Our algorithm for swap regret implies faster convergence to \eps-Correlated Equilibrium (\eps-CE) in several regimes: For normal form two-player games with n actions, it implies the first uncoupled dynamics that converges to the set of \eps-CE in polylogarithmic rounds; a polylog(n)-bit communication protocol for \eps-CE in two-player games (resolving an open problem mentioned by [Babichenko-Rubinstein STOC'2017, Ganor-CS APPROX'18, Goos-Rubinstein FOCS'2018}; and an $O(n)$-query algorithm for \eps-CE (resolving an open problem of [Babichenko 2020] and obtaining the first separation between \eps-CE and \eps-Nash equilibrium in the query complexity model). For extensive-form games, our algorithm implies a PTAS for normal form correlated equilibria, a solution concept widely conjectured to be computationally intractable (e.g. [Stengel-Forges MOR'08, Fujii'23]). 

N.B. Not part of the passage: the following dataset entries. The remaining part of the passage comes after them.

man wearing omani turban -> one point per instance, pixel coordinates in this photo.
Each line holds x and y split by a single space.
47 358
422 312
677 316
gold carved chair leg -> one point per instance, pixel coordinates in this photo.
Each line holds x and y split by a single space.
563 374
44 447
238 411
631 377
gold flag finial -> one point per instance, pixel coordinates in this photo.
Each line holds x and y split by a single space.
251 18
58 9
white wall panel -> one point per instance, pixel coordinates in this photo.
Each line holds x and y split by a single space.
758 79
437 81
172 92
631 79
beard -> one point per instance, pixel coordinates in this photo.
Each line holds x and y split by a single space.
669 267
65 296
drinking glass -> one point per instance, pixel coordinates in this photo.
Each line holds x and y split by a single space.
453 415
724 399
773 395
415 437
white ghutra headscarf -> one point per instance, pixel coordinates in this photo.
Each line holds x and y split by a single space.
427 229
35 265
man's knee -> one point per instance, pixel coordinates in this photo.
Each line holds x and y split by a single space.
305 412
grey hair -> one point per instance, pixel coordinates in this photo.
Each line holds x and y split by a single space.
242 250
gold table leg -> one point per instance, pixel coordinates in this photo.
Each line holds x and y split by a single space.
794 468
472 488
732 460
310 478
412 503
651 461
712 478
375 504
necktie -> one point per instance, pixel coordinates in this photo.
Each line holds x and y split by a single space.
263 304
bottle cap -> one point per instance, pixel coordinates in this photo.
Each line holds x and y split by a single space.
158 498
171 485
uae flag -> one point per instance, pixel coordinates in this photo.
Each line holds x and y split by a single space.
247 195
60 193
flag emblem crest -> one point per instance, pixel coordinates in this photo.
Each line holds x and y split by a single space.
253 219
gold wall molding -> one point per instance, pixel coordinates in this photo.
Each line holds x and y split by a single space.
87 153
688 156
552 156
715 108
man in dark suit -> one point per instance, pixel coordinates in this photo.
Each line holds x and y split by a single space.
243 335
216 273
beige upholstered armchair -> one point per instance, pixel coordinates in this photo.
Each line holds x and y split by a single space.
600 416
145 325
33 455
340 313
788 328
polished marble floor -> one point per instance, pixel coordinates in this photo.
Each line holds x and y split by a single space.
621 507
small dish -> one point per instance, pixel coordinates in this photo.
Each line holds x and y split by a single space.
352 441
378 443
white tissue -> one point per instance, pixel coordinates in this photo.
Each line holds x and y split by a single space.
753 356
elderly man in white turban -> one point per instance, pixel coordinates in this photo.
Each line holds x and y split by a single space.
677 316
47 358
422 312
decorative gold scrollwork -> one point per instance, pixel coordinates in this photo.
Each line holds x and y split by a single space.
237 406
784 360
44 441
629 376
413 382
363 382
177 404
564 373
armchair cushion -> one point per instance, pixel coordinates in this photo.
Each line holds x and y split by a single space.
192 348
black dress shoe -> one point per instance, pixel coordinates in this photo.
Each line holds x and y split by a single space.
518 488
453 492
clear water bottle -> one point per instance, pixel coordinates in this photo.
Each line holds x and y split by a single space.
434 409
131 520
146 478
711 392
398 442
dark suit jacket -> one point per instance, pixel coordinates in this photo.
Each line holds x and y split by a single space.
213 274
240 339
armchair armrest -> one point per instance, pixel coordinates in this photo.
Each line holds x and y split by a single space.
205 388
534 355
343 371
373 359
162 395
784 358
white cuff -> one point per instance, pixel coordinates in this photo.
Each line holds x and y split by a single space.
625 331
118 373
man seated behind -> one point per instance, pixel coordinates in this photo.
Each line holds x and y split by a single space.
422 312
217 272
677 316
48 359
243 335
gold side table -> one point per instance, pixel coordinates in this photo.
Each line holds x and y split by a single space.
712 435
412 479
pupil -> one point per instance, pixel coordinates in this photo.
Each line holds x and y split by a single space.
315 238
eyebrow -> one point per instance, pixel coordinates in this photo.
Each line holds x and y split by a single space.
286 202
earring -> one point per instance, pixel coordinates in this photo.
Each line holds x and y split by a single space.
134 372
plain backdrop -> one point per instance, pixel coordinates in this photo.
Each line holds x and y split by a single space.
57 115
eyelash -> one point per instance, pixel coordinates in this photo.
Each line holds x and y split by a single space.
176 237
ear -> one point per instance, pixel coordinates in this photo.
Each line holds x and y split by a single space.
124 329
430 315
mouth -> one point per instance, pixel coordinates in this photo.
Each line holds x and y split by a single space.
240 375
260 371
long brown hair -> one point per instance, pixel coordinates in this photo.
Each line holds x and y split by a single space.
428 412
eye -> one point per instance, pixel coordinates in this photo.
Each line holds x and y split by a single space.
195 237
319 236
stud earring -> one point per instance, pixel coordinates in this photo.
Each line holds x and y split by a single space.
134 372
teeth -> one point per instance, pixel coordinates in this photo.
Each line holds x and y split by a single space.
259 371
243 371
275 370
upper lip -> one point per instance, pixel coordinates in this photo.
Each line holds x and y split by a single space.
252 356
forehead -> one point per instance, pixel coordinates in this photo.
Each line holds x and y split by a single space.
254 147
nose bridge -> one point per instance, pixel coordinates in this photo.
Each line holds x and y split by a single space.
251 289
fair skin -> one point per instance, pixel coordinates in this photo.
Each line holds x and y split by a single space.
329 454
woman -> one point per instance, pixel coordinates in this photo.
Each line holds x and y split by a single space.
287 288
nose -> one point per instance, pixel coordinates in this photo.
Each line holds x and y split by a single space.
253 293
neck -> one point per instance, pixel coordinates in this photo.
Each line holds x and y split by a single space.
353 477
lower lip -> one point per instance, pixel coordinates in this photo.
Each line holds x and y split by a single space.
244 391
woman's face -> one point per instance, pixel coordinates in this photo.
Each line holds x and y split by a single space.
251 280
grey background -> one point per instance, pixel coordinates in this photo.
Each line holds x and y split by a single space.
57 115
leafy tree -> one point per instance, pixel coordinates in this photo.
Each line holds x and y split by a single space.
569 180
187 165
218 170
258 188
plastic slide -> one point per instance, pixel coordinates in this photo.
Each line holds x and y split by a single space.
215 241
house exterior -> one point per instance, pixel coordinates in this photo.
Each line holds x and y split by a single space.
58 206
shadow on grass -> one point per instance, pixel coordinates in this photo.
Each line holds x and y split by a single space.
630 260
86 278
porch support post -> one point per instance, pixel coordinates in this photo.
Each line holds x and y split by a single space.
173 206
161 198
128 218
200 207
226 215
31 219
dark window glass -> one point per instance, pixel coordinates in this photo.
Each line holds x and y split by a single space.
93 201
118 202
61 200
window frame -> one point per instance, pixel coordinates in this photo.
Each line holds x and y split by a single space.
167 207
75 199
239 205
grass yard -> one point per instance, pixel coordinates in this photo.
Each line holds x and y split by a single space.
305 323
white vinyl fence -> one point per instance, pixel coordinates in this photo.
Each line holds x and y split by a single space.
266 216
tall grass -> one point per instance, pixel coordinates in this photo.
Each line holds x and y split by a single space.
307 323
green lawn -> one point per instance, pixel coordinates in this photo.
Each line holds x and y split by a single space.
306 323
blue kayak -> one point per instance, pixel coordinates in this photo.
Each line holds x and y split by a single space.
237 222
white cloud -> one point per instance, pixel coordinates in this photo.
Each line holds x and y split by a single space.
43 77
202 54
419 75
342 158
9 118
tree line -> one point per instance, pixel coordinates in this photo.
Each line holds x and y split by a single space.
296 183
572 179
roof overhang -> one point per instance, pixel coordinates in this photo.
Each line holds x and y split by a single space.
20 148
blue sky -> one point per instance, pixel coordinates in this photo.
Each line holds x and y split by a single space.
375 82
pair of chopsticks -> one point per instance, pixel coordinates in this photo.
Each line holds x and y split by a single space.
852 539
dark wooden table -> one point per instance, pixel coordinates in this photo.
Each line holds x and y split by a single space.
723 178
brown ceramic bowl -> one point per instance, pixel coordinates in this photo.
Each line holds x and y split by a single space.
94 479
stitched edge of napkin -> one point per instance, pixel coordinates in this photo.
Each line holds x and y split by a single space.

Based on joint work with Aviad Rubinstein

Short Bio:

Binghui Peng recently obtains his Ph.D. from Columbia University, advised by Christos Papadimitriou and Xi Chen. Previously, he studied Computer Science with the Yao Class in Tsinghua. He studies the theory of computation and develops algorithms and complexity theory for machine learning, artificial intelligence and game theory. His research works have addressed long-standing questions in learning theory and game theory, and his research papers were published in theory conferences (STOC/FOCS/SODA; in the latter he has best student paper award) and ML conferences (NeurIPS/ICLR/ACL).